Let’s start with an example of Adam sending 1 BTC to Maya. After Adam has entered the public address of Maya inside his bitcoin wallet and signed the transaction with his private key, the transaction will start its journey on the Bitcoin network. First, it will enter the waiting room of the Bitcoin network, better known as the “Bitcoin Mempool.” Bitcoin miners will collect transactions that are inside this mempool until they have enough to fill a data block of about 1MB.
A miner has now picked up the transaction that Adam sent. The computer adds the transaction, together with more than 1.000 other transactions, in a block and starts encrypting it. The structure of a block looks like this:
Adam’s transaction to Maya is added in the data section of the block. Other essential parts of a block are the timestamp, the hash key of the previous block, and the nonce. Now we are entering a bit more complicated matter, namely the nonce and the difficulty. And to understand these two, we will first explain how encryption works.

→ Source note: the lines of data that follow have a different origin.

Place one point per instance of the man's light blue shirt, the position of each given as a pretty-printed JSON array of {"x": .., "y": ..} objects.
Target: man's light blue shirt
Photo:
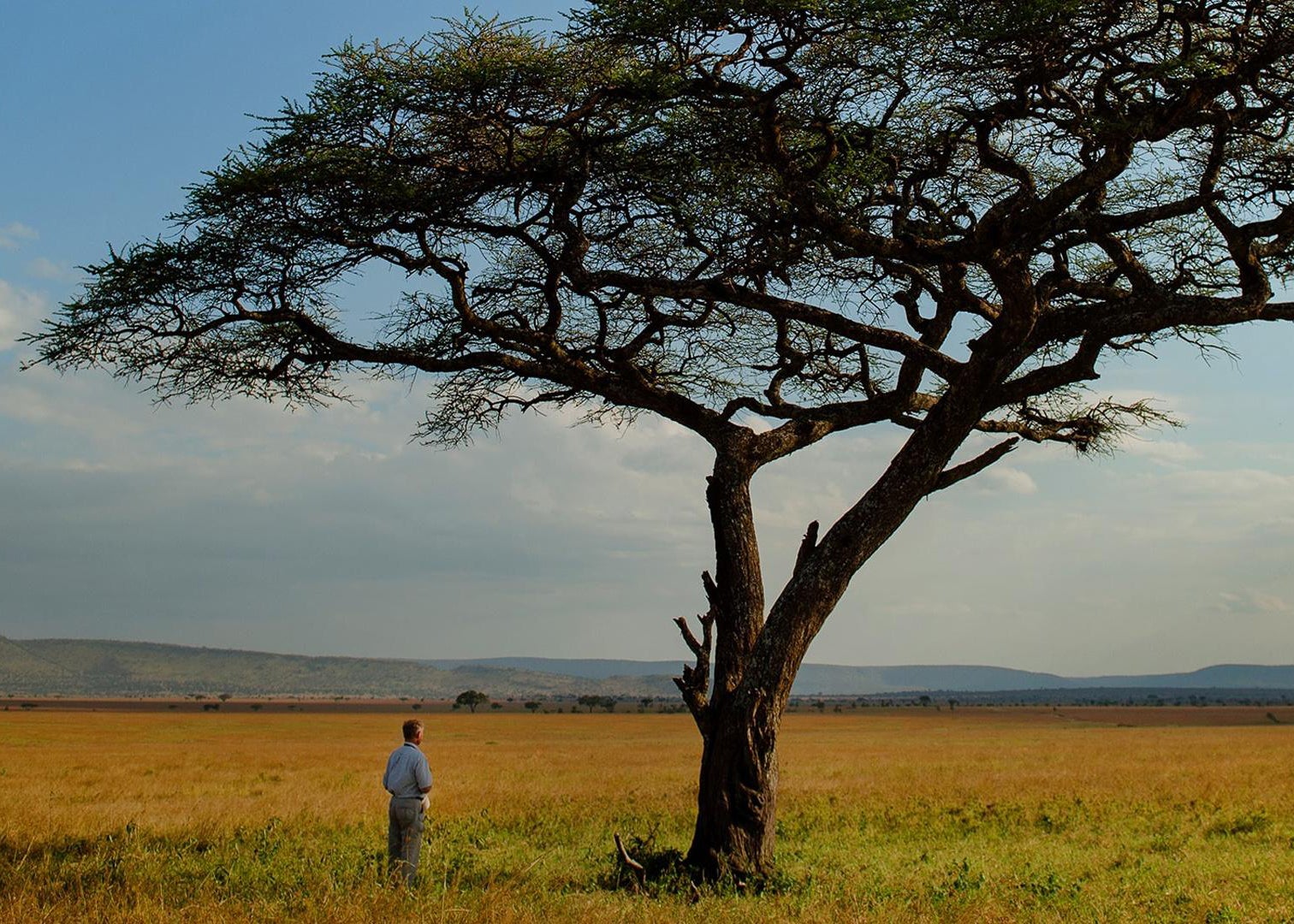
[{"x": 407, "y": 773}]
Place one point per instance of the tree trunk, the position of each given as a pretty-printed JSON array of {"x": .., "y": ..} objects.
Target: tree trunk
[{"x": 738, "y": 793}]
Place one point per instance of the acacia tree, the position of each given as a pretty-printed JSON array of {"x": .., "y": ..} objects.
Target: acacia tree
[{"x": 768, "y": 222}]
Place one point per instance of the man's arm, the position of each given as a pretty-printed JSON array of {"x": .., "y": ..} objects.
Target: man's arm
[{"x": 424, "y": 775}]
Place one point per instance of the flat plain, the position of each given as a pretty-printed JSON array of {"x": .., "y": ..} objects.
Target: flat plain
[{"x": 978, "y": 814}]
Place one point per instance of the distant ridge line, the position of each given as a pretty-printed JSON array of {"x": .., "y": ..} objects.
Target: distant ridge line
[{"x": 106, "y": 666}]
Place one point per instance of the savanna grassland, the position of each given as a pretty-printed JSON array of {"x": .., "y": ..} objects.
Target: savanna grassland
[{"x": 887, "y": 815}]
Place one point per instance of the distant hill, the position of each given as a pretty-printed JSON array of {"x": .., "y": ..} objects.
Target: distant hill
[
  {"x": 87, "y": 666},
  {"x": 836, "y": 679},
  {"x": 92, "y": 666}
]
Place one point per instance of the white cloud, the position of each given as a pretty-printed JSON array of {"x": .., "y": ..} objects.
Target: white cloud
[
  {"x": 15, "y": 234},
  {"x": 1161, "y": 452},
  {"x": 1248, "y": 602},
  {"x": 20, "y": 310},
  {"x": 1007, "y": 480}
]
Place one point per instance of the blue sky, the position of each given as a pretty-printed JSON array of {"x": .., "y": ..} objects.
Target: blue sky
[{"x": 326, "y": 532}]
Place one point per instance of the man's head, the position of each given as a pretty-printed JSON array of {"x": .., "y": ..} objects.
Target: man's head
[{"x": 413, "y": 730}]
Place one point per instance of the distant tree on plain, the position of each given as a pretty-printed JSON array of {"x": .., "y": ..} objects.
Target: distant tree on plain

Encrypting is the process of changing data into random letters and numbers. When we take the SHA-256 encryption algorithm, any data size can be encrypted into a 64-character string of numbers and letters that seem completely random. But every time you change even one little bit, the whole output will change. Think of the encryption algorithm as a little machine where you can put a pizza in one end, after which the machine will output a paper with random letters and numbers on the other side. Below you will see how much the output changes after you change just one letter:
Now let’s talk about the difficulty. The difficulty is a parameter automatically set by the Bitcoin protocol. This parameter dictates how many zeroes the hash must start with before the protocol can accept it. After the miner encrypts the transaction data, he or she will get a hash key in return that will most likely not start with the right amount of zeroes. So the miner has to try again, but how does the miner change the output if they cannot change any transaction date? With the nonce!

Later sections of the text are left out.